Der Soldat überlebte. Dank der Gräfin Diana von Reventlow-Criminil und angeblich dank einer Okarina (aus italienisch ocarina, wörtlich „kleine Gans“), einer Tonflöte. Das mit der Flöte ist aber nur Spekulation, später mehr dazu.

Konzentrieren wir uns auf die Gräfin und den jungen, englischen Soldaten. Die Gräfin Diana von Reventlow-Criminil (* 29. Mai 1863 in Preetz, Herzogtum Holstein, Dänischer Gesamtstaat; † 5. August 1953 auf der Hallig Südfall) hatte 1910 die Hallig Südfall gekauft.

Heut bin ich über Rungholt gefahren,
Die Stadt ging unter vor fünfhundert Jahren,
Noch schlagen die Wellen da wild und empört,
Wie damals, als sie die Marschen zerstört.
Die Maschine des Dampfers schütterte, stöhnte,
Aus dem Wasser rief es unheimlich und höhnte:
Trutz, Blanke Hans.

Aus dem Gedicht „Trutz, Blanke Hans“ von Detlev von Liliencron (1882) 
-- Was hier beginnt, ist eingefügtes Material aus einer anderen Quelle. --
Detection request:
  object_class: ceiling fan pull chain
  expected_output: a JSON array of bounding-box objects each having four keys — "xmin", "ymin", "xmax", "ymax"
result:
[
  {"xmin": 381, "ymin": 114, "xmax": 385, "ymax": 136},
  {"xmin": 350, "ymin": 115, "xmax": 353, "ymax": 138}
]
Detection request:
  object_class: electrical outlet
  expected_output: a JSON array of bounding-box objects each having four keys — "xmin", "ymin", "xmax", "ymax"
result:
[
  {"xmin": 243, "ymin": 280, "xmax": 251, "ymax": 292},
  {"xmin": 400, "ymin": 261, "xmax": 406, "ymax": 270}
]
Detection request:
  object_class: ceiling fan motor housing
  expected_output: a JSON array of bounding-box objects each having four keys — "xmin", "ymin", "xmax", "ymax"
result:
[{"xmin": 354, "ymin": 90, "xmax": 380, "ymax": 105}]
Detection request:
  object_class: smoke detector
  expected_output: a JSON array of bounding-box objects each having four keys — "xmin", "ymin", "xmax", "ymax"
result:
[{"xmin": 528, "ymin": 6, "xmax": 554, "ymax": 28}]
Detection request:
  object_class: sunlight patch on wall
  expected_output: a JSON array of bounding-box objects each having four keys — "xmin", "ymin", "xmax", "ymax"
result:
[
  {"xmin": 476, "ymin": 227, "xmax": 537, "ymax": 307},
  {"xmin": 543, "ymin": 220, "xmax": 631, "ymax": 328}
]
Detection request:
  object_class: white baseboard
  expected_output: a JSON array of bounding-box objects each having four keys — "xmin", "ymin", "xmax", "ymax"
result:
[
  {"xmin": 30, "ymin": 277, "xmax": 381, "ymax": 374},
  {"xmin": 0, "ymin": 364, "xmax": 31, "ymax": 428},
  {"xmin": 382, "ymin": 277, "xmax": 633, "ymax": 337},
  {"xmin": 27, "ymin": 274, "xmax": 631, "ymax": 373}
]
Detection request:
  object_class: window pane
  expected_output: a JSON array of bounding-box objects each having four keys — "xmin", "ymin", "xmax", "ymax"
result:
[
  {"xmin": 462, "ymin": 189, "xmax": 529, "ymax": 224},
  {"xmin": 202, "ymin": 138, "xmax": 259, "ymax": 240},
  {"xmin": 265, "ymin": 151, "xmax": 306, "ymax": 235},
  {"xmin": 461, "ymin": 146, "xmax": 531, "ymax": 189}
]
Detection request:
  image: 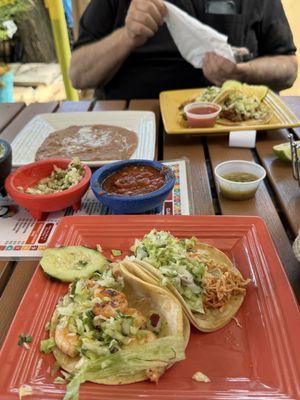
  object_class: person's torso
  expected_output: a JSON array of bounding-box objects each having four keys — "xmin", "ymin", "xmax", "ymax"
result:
[{"xmin": 101, "ymin": 0, "xmax": 262, "ymax": 99}]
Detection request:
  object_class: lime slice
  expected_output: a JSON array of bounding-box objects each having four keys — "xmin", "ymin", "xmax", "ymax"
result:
[
  {"xmin": 221, "ymin": 80, "xmax": 242, "ymax": 92},
  {"xmin": 273, "ymin": 141, "xmax": 300, "ymax": 162},
  {"xmin": 242, "ymin": 84, "xmax": 268, "ymax": 101}
]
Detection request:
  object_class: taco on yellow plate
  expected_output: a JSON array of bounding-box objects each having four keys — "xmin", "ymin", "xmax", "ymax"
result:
[
  {"xmin": 128, "ymin": 230, "xmax": 250, "ymax": 332},
  {"xmin": 214, "ymin": 89, "xmax": 272, "ymax": 126},
  {"xmin": 41, "ymin": 258, "xmax": 188, "ymax": 400},
  {"xmin": 178, "ymin": 86, "xmax": 222, "ymax": 111},
  {"xmin": 178, "ymin": 82, "xmax": 270, "ymax": 126}
]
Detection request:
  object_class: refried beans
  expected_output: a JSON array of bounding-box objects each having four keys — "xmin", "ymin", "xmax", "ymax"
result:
[{"xmin": 35, "ymin": 125, "xmax": 138, "ymax": 162}]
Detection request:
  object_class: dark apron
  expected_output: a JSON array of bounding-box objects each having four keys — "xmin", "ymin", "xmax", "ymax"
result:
[
  {"xmin": 100, "ymin": 0, "xmax": 247, "ymax": 99},
  {"xmin": 200, "ymin": 0, "xmax": 246, "ymax": 47},
  {"xmin": 110, "ymin": 0, "xmax": 245, "ymax": 47}
]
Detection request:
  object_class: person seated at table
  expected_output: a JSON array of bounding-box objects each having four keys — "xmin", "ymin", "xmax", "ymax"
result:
[{"xmin": 69, "ymin": 0, "xmax": 298, "ymax": 100}]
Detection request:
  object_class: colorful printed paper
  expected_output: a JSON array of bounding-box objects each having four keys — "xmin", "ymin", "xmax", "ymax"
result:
[{"xmin": 0, "ymin": 160, "xmax": 190, "ymax": 259}]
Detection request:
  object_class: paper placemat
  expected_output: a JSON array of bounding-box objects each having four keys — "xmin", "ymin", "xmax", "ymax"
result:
[{"xmin": 0, "ymin": 160, "xmax": 190, "ymax": 259}]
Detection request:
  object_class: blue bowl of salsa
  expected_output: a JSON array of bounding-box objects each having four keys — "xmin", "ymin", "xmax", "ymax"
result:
[{"xmin": 90, "ymin": 160, "xmax": 175, "ymax": 214}]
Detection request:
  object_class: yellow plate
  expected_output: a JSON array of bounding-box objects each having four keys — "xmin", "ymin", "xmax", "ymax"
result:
[{"xmin": 159, "ymin": 88, "xmax": 300, "ymax": 135}]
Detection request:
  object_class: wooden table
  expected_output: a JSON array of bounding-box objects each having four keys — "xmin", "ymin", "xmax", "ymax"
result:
[{"xmin": 0, "ymin": 98, "xmax": 299, "ymax": 347}]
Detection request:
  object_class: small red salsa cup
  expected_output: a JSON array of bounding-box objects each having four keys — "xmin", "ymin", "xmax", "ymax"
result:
[{"xmin": 184, "ymin": 101, "xmax": 222, "ymax": 128}]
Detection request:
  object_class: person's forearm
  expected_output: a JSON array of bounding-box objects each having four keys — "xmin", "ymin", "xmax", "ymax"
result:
[
  {"xmin": 236, "ymin": 55, "xmax": 298, "ymax": 91},
  {"xmin": 69, "ymin": 27, "xmax": 135, "ymax": 90}
]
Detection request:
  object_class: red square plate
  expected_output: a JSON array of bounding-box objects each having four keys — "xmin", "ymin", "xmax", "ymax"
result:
[{"xmin": 0, "ymin": 215, "xmax": 300, "ymax": 399}]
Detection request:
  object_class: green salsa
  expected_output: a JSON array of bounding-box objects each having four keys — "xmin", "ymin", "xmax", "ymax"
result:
[
  {"xmin": 222, "ymin": 172, "xmax": 258, "ymax": 183},
  {"xmin": 220, "ymin": 186, "xmax": 257, "ymax": 200}
]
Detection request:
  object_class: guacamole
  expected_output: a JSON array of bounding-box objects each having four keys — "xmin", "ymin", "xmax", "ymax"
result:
[{"xmin": 19, "ymin": 158, "xmax": 84, "ymax": 195}]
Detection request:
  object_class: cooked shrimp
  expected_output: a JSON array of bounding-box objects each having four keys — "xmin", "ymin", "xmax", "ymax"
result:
[
  {"xmin": 93, "ymin": 288, "xmax": 128, "ymax": 318},
  {"xmin": 86, "ymin": 280, "xmax": 104, "ymax": 290},
  {"xmin": 55, "ymin": 325, "xmax": 80, "ymax": 358},
  {"xmin": 123, "ymin": 307, "xmax": 147, "ymax": 329}
]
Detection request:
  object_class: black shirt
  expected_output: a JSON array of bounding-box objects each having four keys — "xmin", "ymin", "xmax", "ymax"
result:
[{"xmin": 74, "ymin": 0, "xmax": 296, "ymax": 100}]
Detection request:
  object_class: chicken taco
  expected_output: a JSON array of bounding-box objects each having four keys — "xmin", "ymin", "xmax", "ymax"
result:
[
  {"xmin": 178, "ymin": 81, "xmax": 271, "ymax": 127},
  {"xmin": 178, "ymin": 86, "xmax": 221, "ymax": 112},
  {"xmin": 41, "ymin": 256, "xmax": 188, "ymax": 399},
  {"xmin": 128, "ymin": 230, "xmax": 250, "ymax": 332},
  {"xmin": 214, "ymin": 89, "xmax": 272, "ymax": 126}
]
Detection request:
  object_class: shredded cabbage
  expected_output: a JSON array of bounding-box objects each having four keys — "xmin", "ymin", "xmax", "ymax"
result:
[
  {"xmin": 18, "ymin": 384, "xmax": 33, "ymax": 399},
  {"xmin": 40, "ymin": 338, "xmax": 55, "ymax": 353},
  {"xmin": 63, "ymin": 336, "xmax": 185, "ymax": 400},
  {"xmin": 132, "ymin": 230, "xmax": 205, "ymax": 313}
]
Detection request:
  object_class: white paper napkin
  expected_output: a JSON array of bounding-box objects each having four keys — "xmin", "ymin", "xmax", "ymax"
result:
[
  {"xmin": 164, "ymin": 1, "xmax": 235, "ymax": 68},
  {"xmin": 229, "ymin": 131, "xmax": 257, "ymax": 148}
]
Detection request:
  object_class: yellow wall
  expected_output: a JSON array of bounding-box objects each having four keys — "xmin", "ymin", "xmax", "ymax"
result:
[{"xmin": 282, "ymin": 0, "xmax": 300, "ymax": 95}]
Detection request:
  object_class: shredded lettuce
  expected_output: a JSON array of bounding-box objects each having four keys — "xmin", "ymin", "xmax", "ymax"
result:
[
  {"xmin": 132, "ymin": 230, "xmax": 205, "ymax": 313},
  {"xmin": 53, "ymin": 376, "xmax": 66, "ymax": 385},
  {"xmin": 111, "ymin": 249, "xmax": 122, "ymax": 257},
  {"xmin": 64, "ymin": 336, "xmax": 185, "ymax": 400},
  {"xmin": 44, "ymin": 278, "xmax": 163, "ymax": 363},
  {"xmin": 92, "ymin": 266, "xmax": 124, "ymax": 289},
  {"xmin": 18, "ymin": 384, "xmax": 33, "ymax": 399},
  {"xmin": 63, "ymin": 369, "xmax": 86, "ymax": 400},
  {"xmin": 40, "ymin": 338, "xmax": 55, "ymax": 354}
]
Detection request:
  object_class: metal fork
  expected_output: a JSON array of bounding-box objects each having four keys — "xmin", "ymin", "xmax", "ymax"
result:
[{"xmin": 288, "ymin": 133, "xmax": 300, "ymax": 186}]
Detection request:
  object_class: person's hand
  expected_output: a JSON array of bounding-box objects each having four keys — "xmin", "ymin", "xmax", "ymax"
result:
[
  {"xmin": 202, "ymin": 52, "xmax": 242, "ymax": 86},
  {"xmin": 124, "ymin": 0, "xmax": 166, "ymax": 48}
]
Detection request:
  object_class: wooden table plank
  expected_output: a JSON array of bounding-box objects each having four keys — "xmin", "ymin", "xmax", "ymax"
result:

Diese verfügte seinerzeit nur über eine Warft, die mit einem älteren Wohnhaus und landwirtschaftlichen Nebengebäuden bebaut war. Die Gräfin verlebte hier mit ihren Tieren und einem kleinen Hofstaat zunächst die Sommer, in späteren Jahren bis zu ihrem Tod lebte sie ganzjährig auf Südfall.

Zusätzlich besaß sie einen kleinen Marschhof, die Püttenwarft, auf der größeren Nachbarinsel Nordstrand, welche seit 1906/07 über einen Damm mit dem Festland verbunden worden war.

Aufgrund ihrer adligen Herkunft und ihres einsamen Lebens als Frau ohne Ehemann auf dieser kleinen Hallig schuf sie für viel Klatsch und Tratsch. Sie unterstützte den Nordstrander Bauer Andreas Busch bei seiner Rungholt-Forschung.

Begegnung zwischen der Gräfin und dem Soldaten

Es ist ein nebligen Abend im Watt vor der Hallig Südfall, 1944. Der Flieger eines englischen Soldaten muss notlanden. Er weiß (so in der TV-Dokumentation über Rungholt in der Serie „TerraX“), dass er bei der nächsten Flut ertrinken würde.

Er kennt sich mit den Gezeiten aus. Plötzlich entdeckt er im Schlick eine graue Tonflöte, die von Rungholt stammte, eine Okarina. Er spielte darauf.

Zum gleichen Zeit geht die fast achtzigjährige Gräfin auf dem Watt spazieren. Es ist einer ihren täglichen Spaziergänge über die Hallig und das Watt. Sie nimmt die Töne wahr, geht ihnen nach und begegnet den Piloten und rettet ihn schließlich vor dem Tod.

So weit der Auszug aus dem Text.